Monday, February 13, 2012

Twitter Is All in Good Fun, Until It Isn’t - Especially If It's Your Brand!

The post below from the NY Times reflects on the suspension of Roland Martin at CNN for tweeting, on his personal account, disparaging items about gay men during the Super Bowl. If employees are tweeting for your company, let's hope you don't get caught up in anything this public.  

This may be unique in the sense that this employee is paid to give his opinions and not simply promoting a brand, but it's still a very good cautionary tale for companies using personal accounts to promote their brands. CNN apparently thought their brand was damaged by this employee's tweets. 

Roland Martin
I'm not attempting to address whether or not Martin has a right to post whatever he wants on his personal account, but that brands must be careful not to damage themselves with social media.  

Specifically, Martin tweeted on his personal account
If a dude at your Super Bowl party is hyped about David Beckham’s H&M underwear ad, smack the ish out of him! #superbowl
and then replied to criticism on Twitter
@DrMChatelain @notjustsexuality well that shows how ignorant you are. I rip on soccer all of the time. Learn to pay attention!
The problem for Martin is that his tweet said nothing about soccer but could be and of course was interpreted as encouraging anti-gay violence. 

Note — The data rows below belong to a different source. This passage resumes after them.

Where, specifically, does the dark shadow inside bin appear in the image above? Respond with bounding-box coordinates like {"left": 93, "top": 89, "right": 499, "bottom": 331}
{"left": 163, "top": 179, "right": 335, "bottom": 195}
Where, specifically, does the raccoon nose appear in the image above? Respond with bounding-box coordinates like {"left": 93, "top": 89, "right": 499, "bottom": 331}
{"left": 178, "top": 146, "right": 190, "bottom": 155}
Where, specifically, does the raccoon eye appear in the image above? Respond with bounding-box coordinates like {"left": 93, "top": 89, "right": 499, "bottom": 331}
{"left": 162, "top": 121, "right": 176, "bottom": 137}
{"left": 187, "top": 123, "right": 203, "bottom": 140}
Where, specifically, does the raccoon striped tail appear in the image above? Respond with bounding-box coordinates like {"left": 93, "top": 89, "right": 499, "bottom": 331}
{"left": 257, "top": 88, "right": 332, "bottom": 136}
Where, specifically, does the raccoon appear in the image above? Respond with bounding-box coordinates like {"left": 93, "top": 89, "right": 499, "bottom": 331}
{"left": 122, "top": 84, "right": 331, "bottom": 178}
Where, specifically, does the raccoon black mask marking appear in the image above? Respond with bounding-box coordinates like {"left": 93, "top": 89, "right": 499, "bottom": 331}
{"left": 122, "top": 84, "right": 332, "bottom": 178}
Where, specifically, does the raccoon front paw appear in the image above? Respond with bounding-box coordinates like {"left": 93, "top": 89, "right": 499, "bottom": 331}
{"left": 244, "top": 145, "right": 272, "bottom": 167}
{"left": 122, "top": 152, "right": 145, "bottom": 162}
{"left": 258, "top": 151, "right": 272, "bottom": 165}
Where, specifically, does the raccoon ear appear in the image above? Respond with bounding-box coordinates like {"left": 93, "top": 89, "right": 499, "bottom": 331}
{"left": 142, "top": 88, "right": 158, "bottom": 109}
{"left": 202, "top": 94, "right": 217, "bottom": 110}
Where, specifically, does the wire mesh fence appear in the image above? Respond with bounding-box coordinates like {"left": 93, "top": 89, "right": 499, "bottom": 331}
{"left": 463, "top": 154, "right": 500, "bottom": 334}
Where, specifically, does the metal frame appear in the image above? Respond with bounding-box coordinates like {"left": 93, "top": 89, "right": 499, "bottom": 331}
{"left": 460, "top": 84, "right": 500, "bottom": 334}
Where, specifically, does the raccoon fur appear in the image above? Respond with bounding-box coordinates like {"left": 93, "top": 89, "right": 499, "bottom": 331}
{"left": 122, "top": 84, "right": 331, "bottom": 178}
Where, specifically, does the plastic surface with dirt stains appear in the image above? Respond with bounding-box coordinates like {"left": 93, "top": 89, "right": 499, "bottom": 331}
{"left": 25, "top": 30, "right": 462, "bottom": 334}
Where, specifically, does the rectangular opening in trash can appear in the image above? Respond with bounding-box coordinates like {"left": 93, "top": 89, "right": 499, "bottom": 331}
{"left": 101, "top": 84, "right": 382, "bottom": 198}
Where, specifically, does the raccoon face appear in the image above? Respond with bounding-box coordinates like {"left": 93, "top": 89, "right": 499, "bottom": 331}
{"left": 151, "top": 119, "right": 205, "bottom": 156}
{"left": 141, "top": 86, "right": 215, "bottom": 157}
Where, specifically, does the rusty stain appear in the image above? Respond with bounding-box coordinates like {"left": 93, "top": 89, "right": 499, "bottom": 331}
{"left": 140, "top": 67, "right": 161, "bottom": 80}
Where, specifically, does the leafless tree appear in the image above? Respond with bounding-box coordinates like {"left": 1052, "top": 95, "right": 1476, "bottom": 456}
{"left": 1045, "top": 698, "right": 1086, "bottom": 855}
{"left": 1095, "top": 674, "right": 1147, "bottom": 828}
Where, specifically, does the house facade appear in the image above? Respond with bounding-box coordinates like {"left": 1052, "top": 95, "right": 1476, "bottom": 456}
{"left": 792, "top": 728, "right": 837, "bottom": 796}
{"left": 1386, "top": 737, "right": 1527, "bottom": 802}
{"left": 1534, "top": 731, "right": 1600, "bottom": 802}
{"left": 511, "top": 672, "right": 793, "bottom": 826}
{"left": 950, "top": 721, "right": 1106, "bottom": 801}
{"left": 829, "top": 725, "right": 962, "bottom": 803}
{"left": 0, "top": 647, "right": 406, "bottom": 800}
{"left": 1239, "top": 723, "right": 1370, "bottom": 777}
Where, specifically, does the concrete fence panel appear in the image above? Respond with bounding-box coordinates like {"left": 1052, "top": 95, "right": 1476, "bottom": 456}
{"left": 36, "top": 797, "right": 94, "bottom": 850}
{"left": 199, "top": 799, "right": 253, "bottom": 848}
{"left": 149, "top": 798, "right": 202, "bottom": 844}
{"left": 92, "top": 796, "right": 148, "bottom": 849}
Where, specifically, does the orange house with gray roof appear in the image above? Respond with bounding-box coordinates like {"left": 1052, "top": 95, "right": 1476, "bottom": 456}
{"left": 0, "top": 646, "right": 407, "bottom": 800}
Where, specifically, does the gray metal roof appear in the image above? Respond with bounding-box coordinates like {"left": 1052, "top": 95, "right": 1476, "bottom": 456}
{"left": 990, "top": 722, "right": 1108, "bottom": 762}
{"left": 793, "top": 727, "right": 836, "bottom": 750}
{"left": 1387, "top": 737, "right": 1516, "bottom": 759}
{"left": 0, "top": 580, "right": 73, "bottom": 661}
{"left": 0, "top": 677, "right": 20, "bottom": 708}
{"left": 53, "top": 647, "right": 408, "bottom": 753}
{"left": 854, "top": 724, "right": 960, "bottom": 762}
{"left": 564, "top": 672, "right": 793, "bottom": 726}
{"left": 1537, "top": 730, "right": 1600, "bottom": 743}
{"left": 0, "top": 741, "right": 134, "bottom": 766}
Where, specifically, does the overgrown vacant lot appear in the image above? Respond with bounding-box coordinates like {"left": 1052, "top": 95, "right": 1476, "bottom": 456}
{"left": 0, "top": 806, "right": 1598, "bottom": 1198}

David Carr ends his article with these paragraphs:
But I also asked around among my friends — something I would never do as a precursor to tweeting — and got this response from Simon Dumenco, a longtime media observer and a Twitter savant.
He wrote in an e-mail: “The idea of joking that a ‘dude’ expressing a positive opinion about a David Beckham ad — which was really not about David Beckham the soccer star, but David Beckham the half-naked sex god — merits a smack-down? That’s actually not hilarious to me. It’s actually scary to me because it reminds me of social situations in my life where I’ve felt like it would be literally unsafe for people to learn I’m gay.”
Obviously, what seemed like harmless knuckleheaded banter to me landed very differently with people who generally share my values about free and unfettered discourse. I heard the same thing from other smart people who spend a lot of time on both reporting and Twitter.
So while I’m all for letting the tweets fall where they may, I’ve come to understand that just because a thought is tapped out on Twitter doesn’t mean we shouldn’t take it seriously. Complicated, I know, and just the kind of nuanced conclusion that would never fit into 140 characters.
I don't follow David Carr, but I do follow Simon Dumenco. The fact that a writer for the NY Times couldn't see that this might blow up tells us how easy it can be to damage a brand on Twitter and in social media in general. 


One hint: any references to violence will almost always offend someone. Social media is a powerful tool - be careful how it's wielded.